Wednesday, March 23, 2011

3/23/2011 - the nerd parties. . .

A few days ago, the entire Marketing team was given the same assignment.  Short of going into all the boring details (of which there are many), it basically involves the onerous task of double-checking thousands and thousands of lines of programming code.  The importance of this task is high, and the execution can be mind-numbing.

I started yesterday and by the time mid-afternoon rolled around, I was zipping through my assigned portion at a steady clip.  The work is not hard.  Tedious as hell, but really quite simple, and I found that I could easily do it with my eyes closed (metaphorically) and my mind altogether somewhere else (literally).  I actually enjoyed the banality.  At last, a task at work where I don't have to think--score!

And because the entire department is embroiled in this time-sensitive chore, I felt a sense of solidarity between all of us that I have never felt before.  Even though we are all in Marketing, we each work on such disparate things, encapsulated in such effective cubicle walls that I can go days without even seeing my cube neighbor, much less talk to her or know what she does at all.  With this project, for once, all of our various job functions merged.

This morning, the head of the department called together a "Code Verification Party."  It was a BYOL(aptop) kind of affair, and a good handful of us sat together in a conference room and verified code together on our respective laptops.  It was unspeakably lame, yet so awesome.  The room was filled with the gentle tapping of keyboards punctuated with a groan, a sigh, some side comment, all of which carried a palpable parallel; we each were working toward a shared and defined goal, suffering a shared misery to get there.

The whole thing, and my enjoyment of it, totally reminded me of the "Editing Parties" I went to back in high school.  A small group of classmates and I would get together on the evenings before a big English paper was due, and we'd sit round-robin style and edit each other's essays.  One girl usually hosted, and we'd sit silently in her living room for 10 or 15 minutes at a time, copy-editing another's essay and writing comments in the margins.  Her mom would pop in every so often to refresh our snacks.  After we were done with one essay, we'd switch, and switch again, and again, until all of us had read everyone else's papers.

Yes, I know that this, too, is unspeakably lame, and I am well aware that putting the word 'party' after something does not innately make it fun, but I seriously looked forward to these kinds of parties (both the Editing and Code Verification variety) without any shame or irony.

See, I have never been comfortable at regular parties, the kind with lots of people, most of whom I won't know, and beer and loud music, an overcrowded house and no agenda.  I never know what to do at those.  Should I just walk up to people and introduce myself?  Should I wait against a wall for people to approach me?  Since I don't drink or smoke, I don't have that immediate, easy connection, can't hold a drink and blend in or twiddle a cigarette between my fingers.  Those props would help, as I don't know what to do with my hands.  Shove them in my pocket and be aloof?  Cross my arms against my chest and be standoffish?  Let them dangle loosely to my sides, apelike and idiotic?  As much as I want to be the kind of person who flits from person to person, group to group, ready with charm and a quip to leave everyone wanting to know more about me, I am terribly self-conscious and suck at finding common threads to weave myself into.  Rarely do I feel like I fit in.  At these parties, I usually stick to the people I know, wonder why I came in the first place, and count the minutes down before I feel like I've been there long enough to politely leave.

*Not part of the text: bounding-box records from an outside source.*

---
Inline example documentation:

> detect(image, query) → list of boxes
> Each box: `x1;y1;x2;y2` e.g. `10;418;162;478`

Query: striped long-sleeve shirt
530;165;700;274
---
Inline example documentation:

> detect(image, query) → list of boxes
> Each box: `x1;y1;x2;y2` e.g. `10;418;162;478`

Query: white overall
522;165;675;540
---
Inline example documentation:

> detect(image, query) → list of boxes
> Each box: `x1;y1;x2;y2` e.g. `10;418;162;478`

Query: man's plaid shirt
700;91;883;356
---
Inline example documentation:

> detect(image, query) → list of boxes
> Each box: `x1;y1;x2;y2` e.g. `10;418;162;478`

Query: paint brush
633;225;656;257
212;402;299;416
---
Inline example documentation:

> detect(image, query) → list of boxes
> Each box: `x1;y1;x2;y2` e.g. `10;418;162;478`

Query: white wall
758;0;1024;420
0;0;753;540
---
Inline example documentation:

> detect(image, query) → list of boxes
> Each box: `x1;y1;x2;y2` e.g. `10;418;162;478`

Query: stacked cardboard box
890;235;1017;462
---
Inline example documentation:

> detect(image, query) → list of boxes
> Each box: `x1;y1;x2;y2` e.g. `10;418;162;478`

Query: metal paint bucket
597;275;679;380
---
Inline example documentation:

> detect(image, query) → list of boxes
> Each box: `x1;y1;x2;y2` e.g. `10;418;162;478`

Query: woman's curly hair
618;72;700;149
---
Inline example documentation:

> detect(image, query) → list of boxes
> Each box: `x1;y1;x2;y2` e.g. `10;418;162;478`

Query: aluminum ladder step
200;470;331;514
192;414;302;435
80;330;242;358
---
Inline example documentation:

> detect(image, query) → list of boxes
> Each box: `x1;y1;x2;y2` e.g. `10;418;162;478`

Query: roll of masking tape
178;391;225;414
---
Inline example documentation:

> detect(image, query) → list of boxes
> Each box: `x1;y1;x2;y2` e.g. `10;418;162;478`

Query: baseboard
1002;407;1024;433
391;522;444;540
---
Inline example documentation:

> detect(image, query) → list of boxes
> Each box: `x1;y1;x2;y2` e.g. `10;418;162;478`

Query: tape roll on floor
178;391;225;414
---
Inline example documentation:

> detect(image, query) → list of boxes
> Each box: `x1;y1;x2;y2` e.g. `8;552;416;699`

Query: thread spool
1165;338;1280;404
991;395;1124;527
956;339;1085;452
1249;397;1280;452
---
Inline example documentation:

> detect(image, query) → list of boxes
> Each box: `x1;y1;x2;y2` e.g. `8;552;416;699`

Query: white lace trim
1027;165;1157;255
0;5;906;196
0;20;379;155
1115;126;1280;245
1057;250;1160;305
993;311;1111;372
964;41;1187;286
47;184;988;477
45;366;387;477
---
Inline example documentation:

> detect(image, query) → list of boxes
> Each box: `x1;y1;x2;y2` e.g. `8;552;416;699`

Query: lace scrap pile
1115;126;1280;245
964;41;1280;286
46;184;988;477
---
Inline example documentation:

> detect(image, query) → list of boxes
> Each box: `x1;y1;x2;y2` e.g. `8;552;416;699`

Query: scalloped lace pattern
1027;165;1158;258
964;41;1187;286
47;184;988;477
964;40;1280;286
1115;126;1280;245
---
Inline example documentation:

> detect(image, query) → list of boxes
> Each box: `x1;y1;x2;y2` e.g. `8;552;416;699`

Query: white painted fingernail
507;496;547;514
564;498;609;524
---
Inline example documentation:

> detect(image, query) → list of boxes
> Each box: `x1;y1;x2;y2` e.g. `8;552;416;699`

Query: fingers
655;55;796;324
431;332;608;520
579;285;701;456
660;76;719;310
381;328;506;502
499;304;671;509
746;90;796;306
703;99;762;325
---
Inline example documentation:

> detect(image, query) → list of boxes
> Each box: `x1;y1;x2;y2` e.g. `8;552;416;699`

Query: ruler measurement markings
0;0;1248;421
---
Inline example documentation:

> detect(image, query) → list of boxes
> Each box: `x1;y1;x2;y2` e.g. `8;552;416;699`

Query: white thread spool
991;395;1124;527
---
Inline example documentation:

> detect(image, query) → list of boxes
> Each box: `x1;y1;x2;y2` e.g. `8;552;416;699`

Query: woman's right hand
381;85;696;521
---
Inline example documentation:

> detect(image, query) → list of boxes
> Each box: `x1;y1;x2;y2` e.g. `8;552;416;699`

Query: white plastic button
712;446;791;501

This leaves me, then, with those other kinds of parties, the nerd parties, the kind of parties that real party-goers would not dignify with the word "party."  Also, sadly, the ones I feel most comfortable in.  This afternoon at the Code Editing Party (I swear, the word "party" just sounds lamer each time I type it), I thought it was great fun, largely because of the commonality of those in attendance, including me, and how I felt like I fit in without even trying.  Maybe if I drank, smoked, was more outgoing, liked the same kind of music, knew more about pop culture and what's hip and cool and happening at the time (wow, I have so far to go), I may feel this way at normal parties.  As it stands, I guess the makeshift nerd ones are all I've got. 

May not be much, but it's a start.  And tomorrow, I'll have my iPod with me so I can verify code while showtunes and Adele vie for my attention.  Then the real party begins.